Science Tools : (Eric W.) mentioned the following which concern releases he makes of Science Tools for distribution by GSSC:
Seth then went through the Science Tools Update for May 6th.
Data handling: (Dan) On Friday we reviewed how the newest version of the Pipeline II software was performing in DEV and TEST and decided that it was stable and performant enough to warrant moving it to PROD. Version 1.1.1 of the Pipeline software was installed into PROD Friday afternoon. The release included major performance enhancements in the stored procedures which handle process state-transitions and dependency evaluation. I have since been monitoring Oracle and accepting some of its recommendations to alter query execution plans to be more efficient. [thanks to Dan for this report]
Documentation: (Chuck) The next newsletter is underway as well as continuing work on How-to-fix. There are recent additions in the critical Applications section for FASTCopy incoming and FASTCopy outgoing. Tony Johnson is making a list.. (Richard) The goal is to monitor systems and detect incipient problems before melt-down. For example, we'll start pinging collaborator sites so we have early warning of network failures.
Skimmer (David C.) is investigating a problem Tom reported. It may require some consultation with ROOT experts.
New RM, SCons (Emmanuel) has been working on Mac SCons builds of Science Tools. He ran into one problem with an undefined environment variable which he was able to work around, but now there is a problem loading a library. (Eric W.) has successfully built Science Tools for GSSC for Mac, bot Intel and PowerPC hardware, and remembers encountering (and overcoming) problems similar to what Emmanuel describes. They will will be in touch.
(Navid) The new RM builds on Windows are now working. There are still some unit test failures but they also show up on Linux. He has managed to avoid hangs due to a dialog window popping up in batch jobs but the new behavior is far from ideal: the job fails with no output in the log file, hence no way to know what went wrong. His next item of business is to bring up the new version of SCons which has some desirable features.

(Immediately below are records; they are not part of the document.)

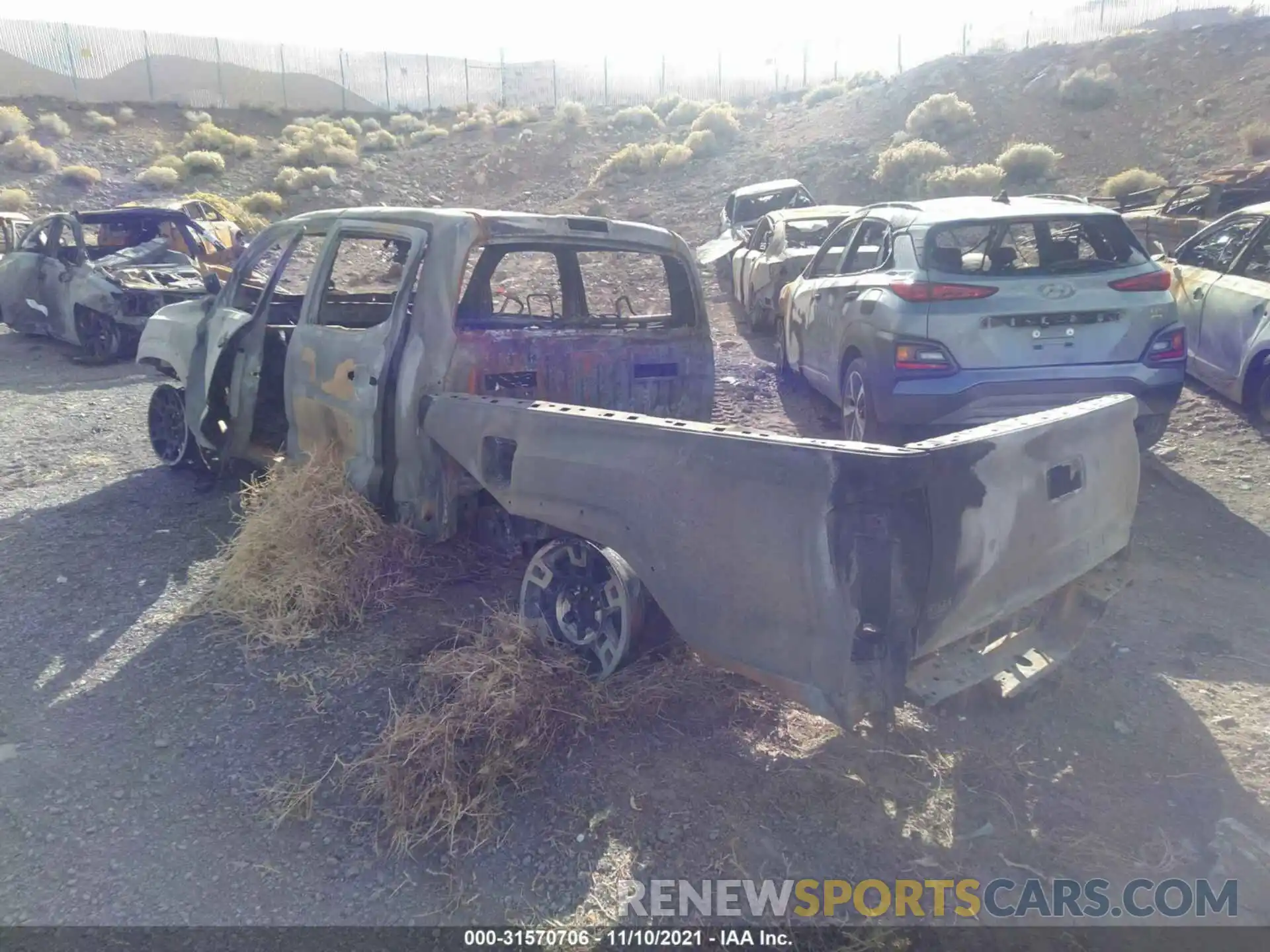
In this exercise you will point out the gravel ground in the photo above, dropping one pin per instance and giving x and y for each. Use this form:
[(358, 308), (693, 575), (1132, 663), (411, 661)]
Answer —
[(135, 742)]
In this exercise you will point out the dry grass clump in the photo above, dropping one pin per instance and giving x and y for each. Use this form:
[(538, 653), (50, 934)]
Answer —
[(13, 124), (54, 125), (160, 177), (720, 120), (1126, 183), (210, 138), (427, 135), (320, 143), (940, 118), (381, 141), (15, 200), (825, 92), (685, 112), (263, 204), (488, 711), (572, 113), (81, 175), (202, 163), (1256, 139), (1029, 161), (310, 556), (290, 179), (984, 179), (636, 117), (26, 154), (904, 169), (1090, 89)]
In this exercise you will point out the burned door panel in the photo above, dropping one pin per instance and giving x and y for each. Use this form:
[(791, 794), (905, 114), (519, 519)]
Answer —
[(851, 537)]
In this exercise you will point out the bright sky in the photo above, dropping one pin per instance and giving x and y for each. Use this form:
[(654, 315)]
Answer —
[(583, 32)]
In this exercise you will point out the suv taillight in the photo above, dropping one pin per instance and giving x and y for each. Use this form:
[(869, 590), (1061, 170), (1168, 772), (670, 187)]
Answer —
[(1151, 281), (1167, 347), (925, 291)]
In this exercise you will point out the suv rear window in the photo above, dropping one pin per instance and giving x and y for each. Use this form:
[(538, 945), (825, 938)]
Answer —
[(1047, 245)]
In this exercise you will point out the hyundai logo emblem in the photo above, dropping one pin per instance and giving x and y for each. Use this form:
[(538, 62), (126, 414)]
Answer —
[(1057, 291)]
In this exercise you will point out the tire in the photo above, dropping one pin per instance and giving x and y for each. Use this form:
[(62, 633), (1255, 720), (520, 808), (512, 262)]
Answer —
[(165, 422), (1150, 429), (859, 416)]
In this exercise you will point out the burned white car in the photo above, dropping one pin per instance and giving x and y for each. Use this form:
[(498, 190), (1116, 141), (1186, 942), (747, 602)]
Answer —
[(95, 278), (779, 249), (742, 211)]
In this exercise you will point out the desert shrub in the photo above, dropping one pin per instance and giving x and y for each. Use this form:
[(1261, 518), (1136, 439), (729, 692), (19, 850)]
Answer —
[(13, 124), (905, 168), (572, 113), (381, 141), (404, 124), (720, 120), (15, 200), (159, 177), (828, 91), (1029, 161), (636, 117), (685, 112), (665, 106), (294, 179), (26, 154), (702, 143), (427, 135), (1130, 180), (1256, 139), (263, 204), (1090, 89), (54, 125), (202, 163), (967, 180), (81, 175), (940, 118)]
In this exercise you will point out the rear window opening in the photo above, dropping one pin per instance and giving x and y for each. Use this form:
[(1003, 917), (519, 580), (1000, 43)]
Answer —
[(1050, 245), (575, 286)]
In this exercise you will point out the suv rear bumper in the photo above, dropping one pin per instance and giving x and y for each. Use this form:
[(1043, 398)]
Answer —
[(973, 397)]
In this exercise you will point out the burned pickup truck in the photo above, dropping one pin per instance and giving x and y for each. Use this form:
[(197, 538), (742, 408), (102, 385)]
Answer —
[(552, 377), (95, 278)]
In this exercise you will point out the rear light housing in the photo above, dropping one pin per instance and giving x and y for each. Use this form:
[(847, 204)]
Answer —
[(923, 358), (929, 291), (1166, 347), (1151, 281)]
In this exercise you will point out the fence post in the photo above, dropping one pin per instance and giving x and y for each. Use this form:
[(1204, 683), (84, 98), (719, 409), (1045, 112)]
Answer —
[(220, 78), (70, 59), (282, 63), (388, 95), (343, 85), (150, 77)]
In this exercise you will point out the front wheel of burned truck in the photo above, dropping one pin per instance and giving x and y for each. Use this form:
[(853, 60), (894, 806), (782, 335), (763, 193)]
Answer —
[(169, 434)]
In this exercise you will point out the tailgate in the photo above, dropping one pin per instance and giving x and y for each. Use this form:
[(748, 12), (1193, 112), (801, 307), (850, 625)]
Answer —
[(783, 557)]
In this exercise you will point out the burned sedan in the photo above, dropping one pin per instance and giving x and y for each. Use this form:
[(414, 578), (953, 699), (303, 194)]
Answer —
[(742, 211), (778, 252), (546, 381), (93, 278)]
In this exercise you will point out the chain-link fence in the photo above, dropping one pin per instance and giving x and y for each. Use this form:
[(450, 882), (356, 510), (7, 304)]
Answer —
[(99, 65)]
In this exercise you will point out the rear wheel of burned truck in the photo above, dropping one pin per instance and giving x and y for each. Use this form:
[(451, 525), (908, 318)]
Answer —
[(587, 598), (169, 433)]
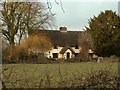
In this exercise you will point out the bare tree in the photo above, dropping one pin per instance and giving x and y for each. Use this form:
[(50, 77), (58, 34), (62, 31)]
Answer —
[(17, 18), (85, 44)]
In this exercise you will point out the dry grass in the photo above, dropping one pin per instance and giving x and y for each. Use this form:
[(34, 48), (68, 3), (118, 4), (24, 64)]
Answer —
[(88, 75)]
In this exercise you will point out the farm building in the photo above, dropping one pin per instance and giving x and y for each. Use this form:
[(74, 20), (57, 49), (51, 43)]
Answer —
[(65, 43)]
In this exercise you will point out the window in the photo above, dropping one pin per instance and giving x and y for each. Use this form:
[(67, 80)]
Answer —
[(55, 47), (76, 47), (55, 55), (76, 54)]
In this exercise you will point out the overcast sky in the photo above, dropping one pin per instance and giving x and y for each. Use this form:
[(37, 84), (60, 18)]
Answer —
[(78, 12)]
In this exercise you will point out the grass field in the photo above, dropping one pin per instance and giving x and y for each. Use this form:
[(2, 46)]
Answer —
[(50, 75)]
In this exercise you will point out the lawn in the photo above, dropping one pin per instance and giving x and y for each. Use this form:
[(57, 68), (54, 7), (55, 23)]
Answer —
[(50, 75)]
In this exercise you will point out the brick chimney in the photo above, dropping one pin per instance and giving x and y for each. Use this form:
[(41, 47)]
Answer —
[(63, 29)]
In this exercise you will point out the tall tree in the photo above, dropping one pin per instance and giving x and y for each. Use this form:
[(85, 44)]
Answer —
[(17, 18), (105, 32)]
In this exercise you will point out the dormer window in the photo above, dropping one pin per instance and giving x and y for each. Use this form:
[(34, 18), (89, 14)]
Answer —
[(76, 47), (55, 47)]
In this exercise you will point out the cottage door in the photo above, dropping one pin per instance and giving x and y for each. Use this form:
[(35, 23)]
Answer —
[(68, 55)]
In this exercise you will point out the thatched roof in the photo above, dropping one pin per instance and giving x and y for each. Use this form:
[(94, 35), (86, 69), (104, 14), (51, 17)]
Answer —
[(59, 38), (65, 48)]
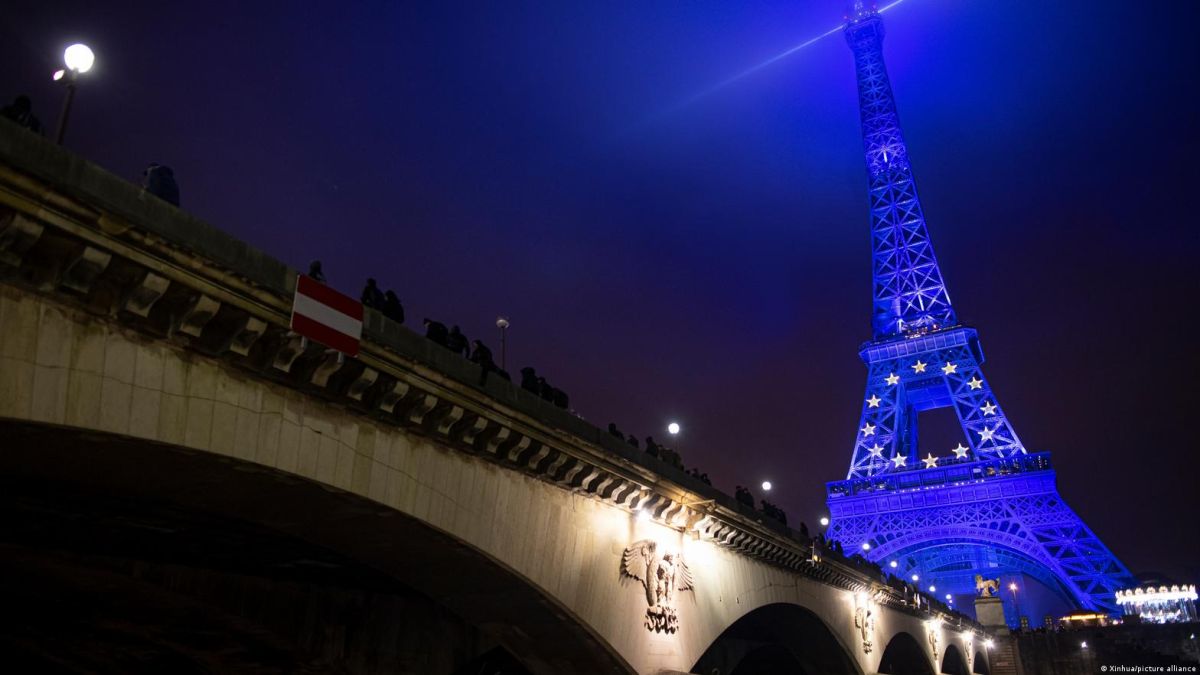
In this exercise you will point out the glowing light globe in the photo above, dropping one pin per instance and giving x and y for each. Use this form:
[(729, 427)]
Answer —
[(79, 58)]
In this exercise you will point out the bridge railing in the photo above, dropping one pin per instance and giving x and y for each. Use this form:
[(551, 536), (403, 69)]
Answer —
[(951, 475)]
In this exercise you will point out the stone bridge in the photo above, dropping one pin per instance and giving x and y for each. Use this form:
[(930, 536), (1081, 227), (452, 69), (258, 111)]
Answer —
[(189, 487)]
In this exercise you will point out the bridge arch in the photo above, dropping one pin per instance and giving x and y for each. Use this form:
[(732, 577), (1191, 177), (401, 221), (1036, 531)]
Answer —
[(777, 638), (202, 502), (953, 662), (905, 656)]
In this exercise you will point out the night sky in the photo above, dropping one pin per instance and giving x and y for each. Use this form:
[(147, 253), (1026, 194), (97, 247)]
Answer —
[(707, 262)]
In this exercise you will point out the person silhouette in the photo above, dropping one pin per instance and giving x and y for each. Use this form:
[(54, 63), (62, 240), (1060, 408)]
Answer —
[(372, 297), (391, 306), (21, 112), (160, 181)]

gcc feature (Toby) A use of the string "bitor" as the name of an iterator caused the gcc compile to go haywire. Apparently "bitor" (and several other strings, like "or", "and", "bitand", etc.) are defined in the file iso646.h. [According to the Wikipedia entry it isn't even necessary to include the file; these strings are already keywords in ISO C++. ed.]
Studio oddity (Richard) was disconcerted during a debugging session when the file displayed did not match the code he was stepping through. The actual class was FileSpectrum, but the file displayed was for another class, Filespectrum [or do I have that backwards?]. Presumably Studio is using standard services, insensitive to case, to find the file and is finding the wrong file first. (Heather) Could we disambiguate with namespaces? (Jim) Other constraints prevent this. However, one of these classes is obsolete; we could just eliminate it altogether.